Un manifeste du cinéma et de la méthode Coen
« Le monde est plein de gens qui se plaignent. Mais le fait est que rien n’est jamais vraiment garanti… » commente le détective privé Loren Visser en ouverture de Blood Simple. Dès leur naissance sur grand écran, les Coen font appel à un narrateur, ce qui restera un code récurrent de leur cinéma afin d’introduire et clôturer le récit : la voix désabusée de Tommy Lee Jones alias Sherif Bell dans No Country for old men ou de Billy Bob Thornton/Ed Crane dans The Barber ou bien, plus décalé, l’étranger moustachu de The Big Lebowski.

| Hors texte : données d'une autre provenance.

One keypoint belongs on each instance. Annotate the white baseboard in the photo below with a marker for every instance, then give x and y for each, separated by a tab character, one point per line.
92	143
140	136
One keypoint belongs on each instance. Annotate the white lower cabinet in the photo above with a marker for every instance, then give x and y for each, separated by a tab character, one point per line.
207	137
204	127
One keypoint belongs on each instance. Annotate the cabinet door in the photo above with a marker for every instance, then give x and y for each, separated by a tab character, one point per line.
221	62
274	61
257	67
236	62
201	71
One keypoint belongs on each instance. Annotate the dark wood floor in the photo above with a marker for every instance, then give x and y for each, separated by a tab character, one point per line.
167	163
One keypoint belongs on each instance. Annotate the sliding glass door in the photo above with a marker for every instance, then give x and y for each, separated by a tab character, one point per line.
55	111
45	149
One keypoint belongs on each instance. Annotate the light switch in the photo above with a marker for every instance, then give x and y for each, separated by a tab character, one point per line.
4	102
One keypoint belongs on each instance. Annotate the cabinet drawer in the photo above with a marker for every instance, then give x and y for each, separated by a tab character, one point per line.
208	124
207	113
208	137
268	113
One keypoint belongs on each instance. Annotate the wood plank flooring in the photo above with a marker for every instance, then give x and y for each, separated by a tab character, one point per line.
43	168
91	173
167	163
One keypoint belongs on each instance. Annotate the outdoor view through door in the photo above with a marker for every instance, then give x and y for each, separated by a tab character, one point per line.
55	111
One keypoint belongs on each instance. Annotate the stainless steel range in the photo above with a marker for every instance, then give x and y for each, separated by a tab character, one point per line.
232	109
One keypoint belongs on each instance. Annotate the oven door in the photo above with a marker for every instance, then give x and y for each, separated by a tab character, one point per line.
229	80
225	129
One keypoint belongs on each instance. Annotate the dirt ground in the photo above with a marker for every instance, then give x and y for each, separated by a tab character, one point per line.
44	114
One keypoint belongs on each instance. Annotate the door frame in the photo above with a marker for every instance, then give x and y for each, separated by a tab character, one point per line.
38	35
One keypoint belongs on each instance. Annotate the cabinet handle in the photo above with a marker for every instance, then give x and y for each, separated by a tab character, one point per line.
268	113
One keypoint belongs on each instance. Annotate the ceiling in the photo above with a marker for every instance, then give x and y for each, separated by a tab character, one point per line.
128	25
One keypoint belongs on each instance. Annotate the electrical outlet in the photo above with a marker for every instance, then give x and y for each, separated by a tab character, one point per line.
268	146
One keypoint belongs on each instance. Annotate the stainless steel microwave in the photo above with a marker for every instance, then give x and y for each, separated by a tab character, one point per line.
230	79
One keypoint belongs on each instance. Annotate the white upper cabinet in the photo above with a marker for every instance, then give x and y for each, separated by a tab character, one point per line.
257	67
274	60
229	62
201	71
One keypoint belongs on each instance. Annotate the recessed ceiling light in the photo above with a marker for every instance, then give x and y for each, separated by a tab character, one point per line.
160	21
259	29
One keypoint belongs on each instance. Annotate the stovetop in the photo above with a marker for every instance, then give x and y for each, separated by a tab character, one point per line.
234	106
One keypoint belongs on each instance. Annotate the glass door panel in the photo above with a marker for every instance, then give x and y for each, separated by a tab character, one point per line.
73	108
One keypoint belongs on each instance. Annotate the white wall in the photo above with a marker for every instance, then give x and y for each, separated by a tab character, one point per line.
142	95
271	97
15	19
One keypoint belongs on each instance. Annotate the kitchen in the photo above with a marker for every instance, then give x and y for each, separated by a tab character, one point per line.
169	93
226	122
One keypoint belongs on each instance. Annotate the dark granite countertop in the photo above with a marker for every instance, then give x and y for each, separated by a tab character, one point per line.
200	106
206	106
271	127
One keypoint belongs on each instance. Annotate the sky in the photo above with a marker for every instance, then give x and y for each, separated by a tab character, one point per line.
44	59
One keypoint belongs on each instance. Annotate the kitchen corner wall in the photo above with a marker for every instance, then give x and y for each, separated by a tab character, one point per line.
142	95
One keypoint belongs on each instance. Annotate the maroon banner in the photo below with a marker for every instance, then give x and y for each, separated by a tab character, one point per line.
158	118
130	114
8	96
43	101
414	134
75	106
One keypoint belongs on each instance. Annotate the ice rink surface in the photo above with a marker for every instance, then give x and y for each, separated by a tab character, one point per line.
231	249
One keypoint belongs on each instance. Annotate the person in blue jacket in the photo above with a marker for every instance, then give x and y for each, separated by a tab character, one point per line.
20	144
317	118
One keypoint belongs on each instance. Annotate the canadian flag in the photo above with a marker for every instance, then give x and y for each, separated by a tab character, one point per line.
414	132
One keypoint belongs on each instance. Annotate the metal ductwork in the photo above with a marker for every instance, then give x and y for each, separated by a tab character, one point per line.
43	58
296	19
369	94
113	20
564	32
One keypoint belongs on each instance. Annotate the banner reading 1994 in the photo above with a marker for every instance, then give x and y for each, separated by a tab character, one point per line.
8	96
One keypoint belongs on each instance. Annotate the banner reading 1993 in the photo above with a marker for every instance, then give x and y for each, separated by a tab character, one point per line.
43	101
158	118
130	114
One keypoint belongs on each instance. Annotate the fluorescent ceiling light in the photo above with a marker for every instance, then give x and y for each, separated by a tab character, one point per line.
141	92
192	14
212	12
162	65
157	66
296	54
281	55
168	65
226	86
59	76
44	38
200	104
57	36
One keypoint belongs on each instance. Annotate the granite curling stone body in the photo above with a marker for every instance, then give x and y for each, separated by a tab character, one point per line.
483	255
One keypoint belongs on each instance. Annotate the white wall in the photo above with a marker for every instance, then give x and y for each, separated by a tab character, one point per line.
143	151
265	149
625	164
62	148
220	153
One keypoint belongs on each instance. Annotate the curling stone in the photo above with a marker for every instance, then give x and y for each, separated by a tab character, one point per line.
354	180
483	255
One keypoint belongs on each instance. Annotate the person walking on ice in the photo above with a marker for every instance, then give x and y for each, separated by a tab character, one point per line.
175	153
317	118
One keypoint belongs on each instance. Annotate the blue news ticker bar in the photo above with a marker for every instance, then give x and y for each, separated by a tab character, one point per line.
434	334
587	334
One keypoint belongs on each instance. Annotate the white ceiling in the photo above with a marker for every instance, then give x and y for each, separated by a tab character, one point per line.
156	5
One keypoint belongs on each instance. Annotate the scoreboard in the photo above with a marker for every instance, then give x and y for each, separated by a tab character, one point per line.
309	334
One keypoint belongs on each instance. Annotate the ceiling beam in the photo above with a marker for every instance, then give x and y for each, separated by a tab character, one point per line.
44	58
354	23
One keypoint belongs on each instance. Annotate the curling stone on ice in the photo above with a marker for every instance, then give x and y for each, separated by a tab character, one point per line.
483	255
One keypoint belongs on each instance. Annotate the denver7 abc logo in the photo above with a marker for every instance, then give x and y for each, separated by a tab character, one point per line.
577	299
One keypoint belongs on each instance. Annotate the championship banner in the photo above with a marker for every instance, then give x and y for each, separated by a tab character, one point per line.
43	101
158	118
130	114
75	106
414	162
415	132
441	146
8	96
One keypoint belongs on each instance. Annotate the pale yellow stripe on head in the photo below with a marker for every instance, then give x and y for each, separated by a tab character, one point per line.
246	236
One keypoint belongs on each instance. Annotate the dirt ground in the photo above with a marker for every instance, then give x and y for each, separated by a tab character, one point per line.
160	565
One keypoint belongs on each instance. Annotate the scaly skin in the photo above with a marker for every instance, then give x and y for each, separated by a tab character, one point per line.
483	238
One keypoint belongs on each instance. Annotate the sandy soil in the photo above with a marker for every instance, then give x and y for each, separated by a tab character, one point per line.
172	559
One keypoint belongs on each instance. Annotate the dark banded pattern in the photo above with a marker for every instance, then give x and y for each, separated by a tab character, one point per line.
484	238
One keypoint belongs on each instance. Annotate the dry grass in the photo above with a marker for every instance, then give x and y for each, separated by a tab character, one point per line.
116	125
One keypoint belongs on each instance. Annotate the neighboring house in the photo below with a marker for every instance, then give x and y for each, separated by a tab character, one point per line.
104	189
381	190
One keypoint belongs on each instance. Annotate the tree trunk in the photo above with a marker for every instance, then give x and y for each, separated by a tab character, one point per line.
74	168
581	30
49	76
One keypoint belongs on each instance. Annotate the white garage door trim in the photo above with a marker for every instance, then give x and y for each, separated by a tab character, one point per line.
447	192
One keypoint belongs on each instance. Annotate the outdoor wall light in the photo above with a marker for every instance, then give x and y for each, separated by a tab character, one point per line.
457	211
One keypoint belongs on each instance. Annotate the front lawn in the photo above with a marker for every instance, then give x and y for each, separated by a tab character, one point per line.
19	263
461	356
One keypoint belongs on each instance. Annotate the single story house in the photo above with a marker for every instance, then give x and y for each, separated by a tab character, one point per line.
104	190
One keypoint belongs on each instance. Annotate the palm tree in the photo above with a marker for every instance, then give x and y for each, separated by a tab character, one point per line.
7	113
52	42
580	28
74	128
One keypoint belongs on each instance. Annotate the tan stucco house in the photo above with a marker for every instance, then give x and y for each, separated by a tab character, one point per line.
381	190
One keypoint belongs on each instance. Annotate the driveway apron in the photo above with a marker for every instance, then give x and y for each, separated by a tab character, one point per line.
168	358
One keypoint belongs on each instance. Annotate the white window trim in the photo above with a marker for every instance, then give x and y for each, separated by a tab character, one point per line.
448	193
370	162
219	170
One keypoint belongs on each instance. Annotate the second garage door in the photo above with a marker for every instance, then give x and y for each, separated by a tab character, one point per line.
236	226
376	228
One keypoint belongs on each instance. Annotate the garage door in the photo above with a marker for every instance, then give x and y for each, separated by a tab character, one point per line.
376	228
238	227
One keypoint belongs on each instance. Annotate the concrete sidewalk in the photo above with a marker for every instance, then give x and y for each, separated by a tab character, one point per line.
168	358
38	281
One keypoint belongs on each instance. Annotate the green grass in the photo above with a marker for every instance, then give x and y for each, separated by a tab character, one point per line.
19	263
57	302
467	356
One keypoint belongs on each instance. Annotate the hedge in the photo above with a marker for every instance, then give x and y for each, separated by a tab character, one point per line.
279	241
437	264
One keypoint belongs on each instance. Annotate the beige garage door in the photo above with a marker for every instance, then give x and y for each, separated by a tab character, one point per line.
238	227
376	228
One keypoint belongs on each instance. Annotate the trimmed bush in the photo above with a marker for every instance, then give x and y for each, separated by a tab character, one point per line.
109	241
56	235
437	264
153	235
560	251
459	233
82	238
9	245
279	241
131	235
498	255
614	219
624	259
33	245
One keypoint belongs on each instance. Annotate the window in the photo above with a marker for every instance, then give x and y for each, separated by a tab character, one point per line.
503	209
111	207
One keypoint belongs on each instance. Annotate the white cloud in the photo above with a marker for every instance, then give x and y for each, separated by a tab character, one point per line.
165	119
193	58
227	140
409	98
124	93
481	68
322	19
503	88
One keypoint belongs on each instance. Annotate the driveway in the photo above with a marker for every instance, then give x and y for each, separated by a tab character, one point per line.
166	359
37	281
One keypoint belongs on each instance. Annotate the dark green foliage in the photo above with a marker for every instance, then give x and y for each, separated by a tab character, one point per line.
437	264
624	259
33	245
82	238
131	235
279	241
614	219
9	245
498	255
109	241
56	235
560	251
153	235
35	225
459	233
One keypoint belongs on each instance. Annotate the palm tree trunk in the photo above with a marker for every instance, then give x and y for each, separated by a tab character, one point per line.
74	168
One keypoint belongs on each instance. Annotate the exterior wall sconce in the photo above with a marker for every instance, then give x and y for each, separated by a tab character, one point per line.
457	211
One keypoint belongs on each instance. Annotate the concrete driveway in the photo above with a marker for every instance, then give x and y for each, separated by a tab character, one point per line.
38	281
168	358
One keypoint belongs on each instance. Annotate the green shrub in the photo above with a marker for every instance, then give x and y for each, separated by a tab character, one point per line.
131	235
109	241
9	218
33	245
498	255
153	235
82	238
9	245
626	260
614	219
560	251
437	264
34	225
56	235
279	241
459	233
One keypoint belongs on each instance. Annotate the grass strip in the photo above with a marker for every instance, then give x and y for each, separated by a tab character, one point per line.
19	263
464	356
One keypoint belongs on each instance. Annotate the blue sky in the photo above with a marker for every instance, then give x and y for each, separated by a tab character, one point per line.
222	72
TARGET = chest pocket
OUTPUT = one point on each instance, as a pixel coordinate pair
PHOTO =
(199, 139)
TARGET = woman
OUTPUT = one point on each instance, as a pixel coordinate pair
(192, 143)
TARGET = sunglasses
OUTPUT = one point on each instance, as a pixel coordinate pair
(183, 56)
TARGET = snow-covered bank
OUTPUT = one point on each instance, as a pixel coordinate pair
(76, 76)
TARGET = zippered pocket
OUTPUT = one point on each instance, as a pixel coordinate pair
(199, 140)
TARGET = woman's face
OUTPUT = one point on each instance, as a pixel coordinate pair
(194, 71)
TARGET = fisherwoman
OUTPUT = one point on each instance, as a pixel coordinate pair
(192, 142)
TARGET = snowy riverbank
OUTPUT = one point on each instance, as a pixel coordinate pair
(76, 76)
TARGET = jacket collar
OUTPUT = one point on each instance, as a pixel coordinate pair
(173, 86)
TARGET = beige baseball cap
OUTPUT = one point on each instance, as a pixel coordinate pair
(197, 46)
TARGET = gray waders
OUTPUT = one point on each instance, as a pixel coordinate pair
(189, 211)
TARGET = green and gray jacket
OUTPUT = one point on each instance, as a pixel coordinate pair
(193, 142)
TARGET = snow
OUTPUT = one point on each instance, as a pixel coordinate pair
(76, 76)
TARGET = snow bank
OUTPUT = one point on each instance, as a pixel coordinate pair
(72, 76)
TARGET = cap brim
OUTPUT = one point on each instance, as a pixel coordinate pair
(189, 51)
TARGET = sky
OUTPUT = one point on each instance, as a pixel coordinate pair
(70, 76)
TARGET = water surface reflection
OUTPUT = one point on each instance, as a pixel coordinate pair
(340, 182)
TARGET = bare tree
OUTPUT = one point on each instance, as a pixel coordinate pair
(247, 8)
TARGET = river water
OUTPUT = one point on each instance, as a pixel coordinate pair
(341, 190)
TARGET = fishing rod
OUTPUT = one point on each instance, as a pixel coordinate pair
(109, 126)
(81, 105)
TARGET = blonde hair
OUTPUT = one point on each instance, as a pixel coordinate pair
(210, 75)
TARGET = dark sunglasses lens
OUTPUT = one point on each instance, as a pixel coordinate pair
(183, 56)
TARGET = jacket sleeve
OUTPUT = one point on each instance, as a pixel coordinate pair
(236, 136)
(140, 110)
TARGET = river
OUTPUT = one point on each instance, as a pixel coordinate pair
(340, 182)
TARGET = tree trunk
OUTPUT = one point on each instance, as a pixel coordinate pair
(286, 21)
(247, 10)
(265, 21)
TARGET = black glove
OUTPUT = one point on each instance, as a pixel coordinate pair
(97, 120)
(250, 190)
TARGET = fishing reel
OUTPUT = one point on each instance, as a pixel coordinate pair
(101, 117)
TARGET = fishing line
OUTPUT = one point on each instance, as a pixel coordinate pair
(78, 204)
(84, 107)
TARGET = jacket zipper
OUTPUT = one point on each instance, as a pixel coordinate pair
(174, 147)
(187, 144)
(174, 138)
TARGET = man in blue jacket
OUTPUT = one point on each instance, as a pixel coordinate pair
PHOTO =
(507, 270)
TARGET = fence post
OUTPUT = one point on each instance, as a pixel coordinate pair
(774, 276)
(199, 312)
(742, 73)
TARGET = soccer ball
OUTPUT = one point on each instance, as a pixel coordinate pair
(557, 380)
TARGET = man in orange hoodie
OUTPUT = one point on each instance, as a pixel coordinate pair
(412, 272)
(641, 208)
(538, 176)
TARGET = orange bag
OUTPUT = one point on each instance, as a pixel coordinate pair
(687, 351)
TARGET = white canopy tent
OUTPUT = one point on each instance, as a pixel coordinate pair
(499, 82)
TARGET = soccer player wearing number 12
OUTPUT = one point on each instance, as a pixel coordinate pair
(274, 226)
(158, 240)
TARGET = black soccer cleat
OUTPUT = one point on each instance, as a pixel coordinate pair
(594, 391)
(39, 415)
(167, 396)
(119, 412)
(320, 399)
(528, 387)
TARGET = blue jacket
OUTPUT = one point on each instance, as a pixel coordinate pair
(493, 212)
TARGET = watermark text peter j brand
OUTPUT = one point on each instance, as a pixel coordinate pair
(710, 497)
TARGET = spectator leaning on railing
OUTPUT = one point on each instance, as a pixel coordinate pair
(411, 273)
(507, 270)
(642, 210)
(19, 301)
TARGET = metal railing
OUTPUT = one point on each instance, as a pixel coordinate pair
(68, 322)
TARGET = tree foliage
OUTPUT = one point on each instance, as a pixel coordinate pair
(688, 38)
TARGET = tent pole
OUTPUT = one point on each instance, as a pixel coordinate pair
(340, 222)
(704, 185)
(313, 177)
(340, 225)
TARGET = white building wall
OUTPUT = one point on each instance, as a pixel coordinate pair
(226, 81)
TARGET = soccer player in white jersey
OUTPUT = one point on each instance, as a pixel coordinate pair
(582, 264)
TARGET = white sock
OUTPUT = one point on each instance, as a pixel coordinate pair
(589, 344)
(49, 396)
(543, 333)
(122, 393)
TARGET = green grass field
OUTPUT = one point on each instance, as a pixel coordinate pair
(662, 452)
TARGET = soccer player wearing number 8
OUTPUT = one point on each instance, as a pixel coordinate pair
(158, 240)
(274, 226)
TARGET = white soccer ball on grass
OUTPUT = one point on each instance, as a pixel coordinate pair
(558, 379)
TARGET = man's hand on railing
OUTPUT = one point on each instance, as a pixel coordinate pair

Au delà de cette similitude, il est d’ailleurs impressionnant de voir comment avec ce premier film, les frangins imposent déjà leur style si particulier : une ironie grinçante, une mélancolie aigre-douce dont soudain jaillit une extrême violence, un attrait particulier pour les losers et l’Amérique profonde, et, bien sûr, un art puisant sans cesse dans la mythologie du cinéma américain (le cinéma de Capra dans Le Grand Saut, le film de gangster dans Miller’s Crossing, le film noir dans Fargo, le western dans No Country For Old Men et True Grit, la comédie burlesque dans Arizona Junior, The Big Lebowski, Burn After Reading et des éléments empruntées au cinéma d’horreur (Barton Fink, No Country Ford Old Men). En préfigurant à peu près toute cette riche filmographie à venir, Blood Simple est bien plus qu’un premier film parfaitement maitrisé, c’est un manifeste du cinéma coennien. Notons également certain cadrage d’une invention folle, presque wellsien et nourri par un très beau travail sur la lumière du chef op Barry Sonnenfeld (futur réalisateur de Men In Black) qui fait danser les couches successives de couleur au milieu d’un noir de cendre. La palette chromatique de l’image chez les Coen se fait déjà sentir.
Dans son mode de production, le film est aussi caractéristique de la patte des frangins. Réalisé avec un budget ultra modeste, Joel et Ethan jouissent d’une indépendance quasi totale sur le final cut du film. Une liberté que le duo continuera de bénéficier tout au long de sa carrière en étant à la fois producteurs, scénaristes et monteurs de ses projets. Après un passage remarqué au Festival du Film Fantastique de Paris en 1984 et au Festival du Film Policier de Cognac l’année suivante, Blood Simple trouve finalement un distributeur. Une petite boite débutante (Circle Releasing), qui empochera 3 millions de dollars de recettes. Une somme qui sera aussitôt réinjecté dans le projet suivant des frères, Arizona Junior. « Tout le monde était plutôt satisfait« , dira Joel. Avec une facilité déconcertante, la machine Coen est alors lancée.
Plutôt méconnu dans la filmo de Joel et Ethan – certain préféreront les oeuvres cultes (The Big Lebowski, Fargo), les autres les plus personnelles (Inside Llewyn Davis, A Serious Man) – Blood Simple est un film de jeunesse dont la maîtrise bluffante et le style révèlent déjà l’immense carrière à venir des Coen. Car, au-delà de leurs différences, Blood Simple et le reste de leur filmographie, se « ressemblent saaannng pour saaannng ». C’est Johnny qui le dit.